Cotton's staple fibre structure is fundamentally different from filament fibres like polyester or nylon. Each staple is a discrete length (20–32mm for standard upland cotton; 35–38mm for Pima/Egyptian) with a natural crimp. When ring-spun, these fibres twist into a yarn with a slightly textured, lofted surface. During the first 10–15 wash and dry cycles, the mechanical action of the drum, combined with heat and moisture, relaxes the yarn twist slightly and redistributes surface fibres. The tactile result is a progressive softening that consumers describe as "getting better with use." This is not just perception — surface fibre abrasion testing (FAST technology) confirms reduced surface friction coefficients of 8–12% after 15 wash cycles versus new garment state. For a loungewear brand, this means garments that generate stronger post-purchase satisfaction scores and word-of-mouth, without any additional finishing cost. No synthetic fibre replicates this behaviour: polyester maintains constant hand feel, while modal actually softens more at first use but plateaus quickly.
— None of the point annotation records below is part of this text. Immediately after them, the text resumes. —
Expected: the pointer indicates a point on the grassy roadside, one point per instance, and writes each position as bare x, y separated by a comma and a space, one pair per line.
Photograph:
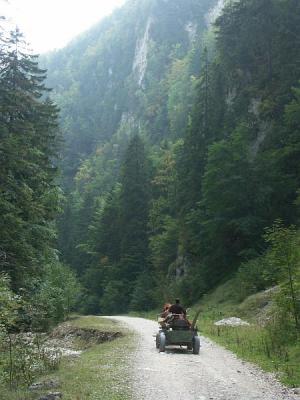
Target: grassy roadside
254, 343
101, 373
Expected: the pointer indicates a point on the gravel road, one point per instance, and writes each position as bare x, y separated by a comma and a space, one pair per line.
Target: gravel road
215, 374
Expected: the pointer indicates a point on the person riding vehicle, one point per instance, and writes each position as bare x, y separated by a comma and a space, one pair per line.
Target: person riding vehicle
177, 308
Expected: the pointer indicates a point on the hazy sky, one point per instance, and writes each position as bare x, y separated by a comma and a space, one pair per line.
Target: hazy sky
49, 24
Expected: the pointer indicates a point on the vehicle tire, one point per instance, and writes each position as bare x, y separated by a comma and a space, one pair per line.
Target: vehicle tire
196, 345
157, 340
162, 342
**02. Breathability Architecture for 8–12 Hour Wear**

Loungewear's primary performance demand is thermoregulation over extended sedentary or lightly active indoor periods. Cotton's mechanism here is passive hygroscopic absorption: the fibre absorbs moisture vapour from the microclimate between skin and fabric before it condenses as liquid sweat. At 7–8% moisture regain at 65% relative humidity, cotton maintains a dry-feeling skin contact surface through low-to-moderate perspiration loads. Compare this to polyester (moisture regain 0.4%) which immediately transfers liquid sweat to the fabric surface, or modal (moisture regain 10–13%) which absorbs more but dries more slowly. Cotton sits in the practical sweet spot for indoor conditions where ambient temperature is climate-controlled (18–24°C). The open fibre structure of single jersey cotton — particularly in lighter GSM builds (140–160 GSM) — allows additional convective air flow through the fabric, reducing thermal load during sleep or resting.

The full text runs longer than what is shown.